The George Institute for Global Health, University of New South Wales, Sydney, NSW, Australia.
Department of Epidemiology, University of Alabama at Birmingham, Birmingham, AL, USA.
J Hum Hypertens. 2023 Mar;37(3):181-188. doi: 10.1038/s41371-022-00661-5. Epub 2022 Feb 19.

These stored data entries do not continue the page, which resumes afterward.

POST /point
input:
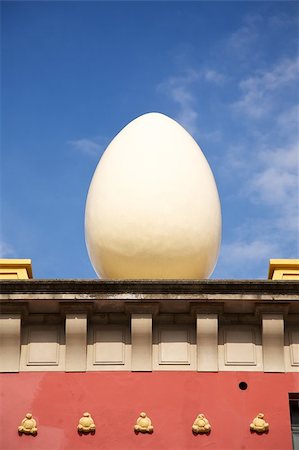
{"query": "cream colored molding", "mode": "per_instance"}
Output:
(86, 424)
(76, 342)
(43, 346)
(174, 345)
(15, 269)
(239, 346)
(141, 338)
(259, 425)
(109, 345)
(28, 425)
(10, 342)
(143, 424)
(294, 347)
(201, 425)
(273, 342)
(207, 342)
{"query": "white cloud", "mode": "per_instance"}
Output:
(88, 147)
(277, 182)
(242, 39)
(259, 92)
(214, 76)
(179, 89)
(243, 251)
(6, 250)
(184, 91)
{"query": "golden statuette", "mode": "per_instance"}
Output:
(201, 425)
(28, 425)
(143, 424)
(86, 424)
(259, 425)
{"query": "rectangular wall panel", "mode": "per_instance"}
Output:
(141, 338)
(174, 346)
(109, 346)
(43, 346)
(207, 342)
(10, 342)
(294, 347)
(76, 342)
(273, 343)
(239, 346)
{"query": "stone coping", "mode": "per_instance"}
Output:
(135, 287)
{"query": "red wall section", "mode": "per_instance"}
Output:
(171, 399)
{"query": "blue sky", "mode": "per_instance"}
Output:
(75, 73)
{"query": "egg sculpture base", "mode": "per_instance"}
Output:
(153, 209)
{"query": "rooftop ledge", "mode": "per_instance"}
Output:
(135, 287)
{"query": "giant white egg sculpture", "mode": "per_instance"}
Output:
(153, 209)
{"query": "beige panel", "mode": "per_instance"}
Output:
(109, 347)
(273, 343)
(10, 342)
(174, 346)
(294, 347)
(141, 337)
(43, 346)
(207, 342)
(76, 342)
(239, 346)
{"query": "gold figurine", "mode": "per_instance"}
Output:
(201, 425)
(86, 424)
(28, 425)
(259, 425)
(143, 424)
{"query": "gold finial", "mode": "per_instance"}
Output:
(86, 424)
(201, 425)
(28, 425)
(259, 425)
(143, 424)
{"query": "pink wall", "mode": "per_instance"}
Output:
(171, 399)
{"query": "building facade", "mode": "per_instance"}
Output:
(227, 349)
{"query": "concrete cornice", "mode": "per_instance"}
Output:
(163, 287)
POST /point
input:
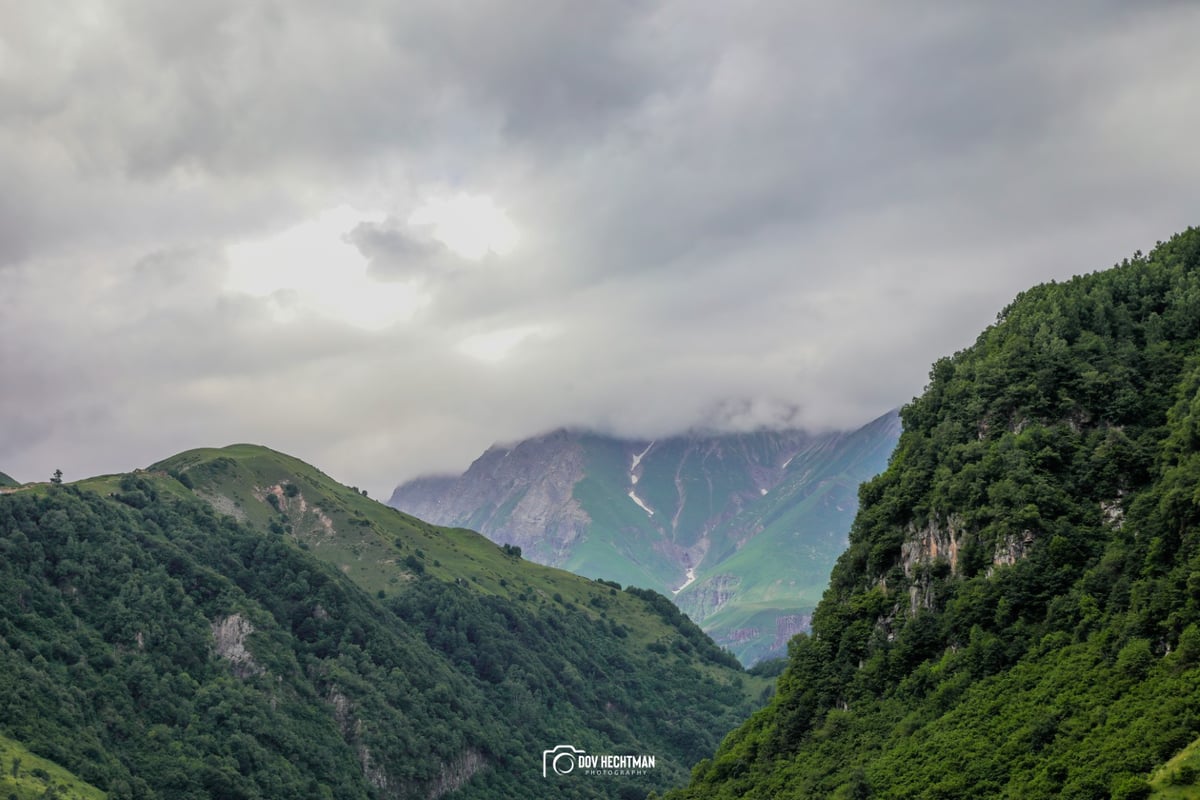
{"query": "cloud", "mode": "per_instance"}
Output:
(634, 217)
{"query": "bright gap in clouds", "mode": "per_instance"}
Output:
(469, 224)
(497, 346)
(311, 266)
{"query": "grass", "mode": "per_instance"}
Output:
(1165, 782)
(382, 548)
(27, 776)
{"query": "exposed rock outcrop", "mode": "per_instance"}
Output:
(229, 642)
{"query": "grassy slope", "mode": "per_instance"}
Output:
(785, 567)
(27, 776)
(371, 542)
(646, 657)
(1072, 426)
(1171, 780)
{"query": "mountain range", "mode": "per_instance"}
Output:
(1018, 613)
(739, 529)
(233, 623)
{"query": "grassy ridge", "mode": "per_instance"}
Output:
(370, 654)
(27, 776)
(1018, 612)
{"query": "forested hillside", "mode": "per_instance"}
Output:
(1018, 614)
(156, 647)
(739, 529)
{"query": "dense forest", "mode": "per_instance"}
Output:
(1018, 613)
(157, 648)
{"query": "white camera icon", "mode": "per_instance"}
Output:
(561, 759)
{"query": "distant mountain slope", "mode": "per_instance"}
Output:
(233, 623)
(1018, 613)
(742, 529)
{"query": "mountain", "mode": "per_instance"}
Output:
(235, 624)
(741, 529)
(1018, 613)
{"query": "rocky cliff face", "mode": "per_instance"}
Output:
(715, 521)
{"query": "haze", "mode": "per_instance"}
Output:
(382, 236)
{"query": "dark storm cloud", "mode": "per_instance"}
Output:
(729, 214)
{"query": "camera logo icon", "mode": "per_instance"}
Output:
(559, 761)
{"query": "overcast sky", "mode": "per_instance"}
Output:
(383, 235)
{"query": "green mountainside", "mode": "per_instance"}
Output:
(1018, 614)
(741, 529)
(27, 776)
(235, 624)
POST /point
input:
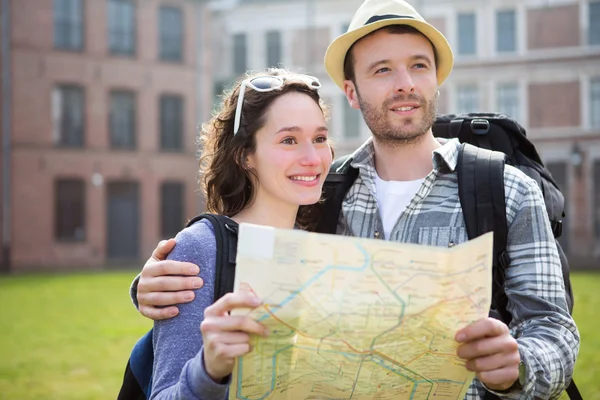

Clinical practice guidelines for patients with diabetes recommend using blood pressure (BP) and atherosclerotic cardiovascular disease (ASCVD) risk to guide antihypertensive treatment. While this approach directs treatment to patients who should receive a large ASCVD risk reduction, its effect on other outcomes is uncertain. The aim of this study was to assess the contributions of systolic blood pressure level (SBP) and predicted 10-year ASCVD risk using Pooled Cohort risk equations to the prediction of major macrovascular disease, death and major microvascular disease in patients with diabetes. Data came from 7426 individuals with type 2 diabetes (T2D) without macrovascular disease at baseline in the Action in Diabetes and Vascular Disease: Preterax and Diamicron Modified Release Controlled Evaluation (ADVANCE) trial. The risk for major macrovascular events and death increased progressively across ASCVD risk categories. Compared to participants with 10-year predicted ASCVD risk <20% and SBP <130 mmHg, the hazard ratios (HRs) (95% confidence intervals (CIs)) associated with SBP ≥150 mmHg and 10-year predicted ASCVD risk <20%, 20-34% and ≥35% were 1.01 (0.58, 1.77), 1.90 (1.28, 2.84) and 2.82 (1.98, 4.01) for major macrovascular disease, respectively, and 0.83 (0.42, 1.62), 1.79 (1.13, 2.82) and 3.29 (2.22, 4.88) for death, respectively. The risk for major microvascular disease increased with BP regardless of ASCVD risk; HRs for SBP ≥150 mmHg and 10-year predicted ASCVD risk <20%, 20-34% and ≥35% vs. ASCVD risk <20% and SBP <130 mmHg were 1.52 (1.08,2.13), 1.47 (1.10, 1.96) and 1.23 (0.94, 1.60), respectively. ASCVD risk in addition to SBP improved the estimation of major macrovascular events and death but not major microvascular events among individuals with T2D.
临床实践指南建议糖尿病患者使用血压(BP)和动脉粥样硬化性心血管疾病(ASCVD)风险来指导降压治疗。虽然这种方法将治疗指向应该获得大量 ASCVD 风险降低的患者,但它对其他结果的影响尚不确定。本研究的目的是评估使用 Pooled Cohort 风险方程评估收缩压水平(SBP)和预测的 10 年 ASCVD 风险对糖尿病患者主要大血管疾病、死亡和主要微血管疾病的预测贡献。数据来自 ADVANCE 试验中基线时无大血管疾病的 7426 名 2 型糖尿病(T2D)个体。主要大血管事件和死亡的风险随着 ASCVD 风险类别而逐渐增加。与 10 年预测 ASCVD 风险<20%和 SBP<130mmHg 的参与者相比,SBP≥150mmHg 和 10 年预测 ASCVD 风险<20%、20-34%和≥35%相关的危险比(HR)(95%置信区间(CI))分别为 1.01(0.58,1.77)、1.90(1.28,2.84)和 2.82(1.98,4.01),主要大血管疾病,0.83(0.42,1.62),1.79(1.13,2.82)和 3.29(2.22,4.88)用于死亡。主要微血管疾病的风险随着 BP 的增加而增加,而与 ASCVD 风险无关;SBP≥150mmHg 和 10 年预测 ASCVD 风险<20%、20-34%和≥35%与 ASCVD 风险<20%和 SBP<130mmHg 的 HR 分别为 1.52(1.08,2.13)、1.47(1.10,1.96)和 1.23(0.94,1.60)。ASCVD 风险加上 SBP 改善了 T2D 个体主要大血管事件和死亡的估计,但对主要微血管事件没有改善。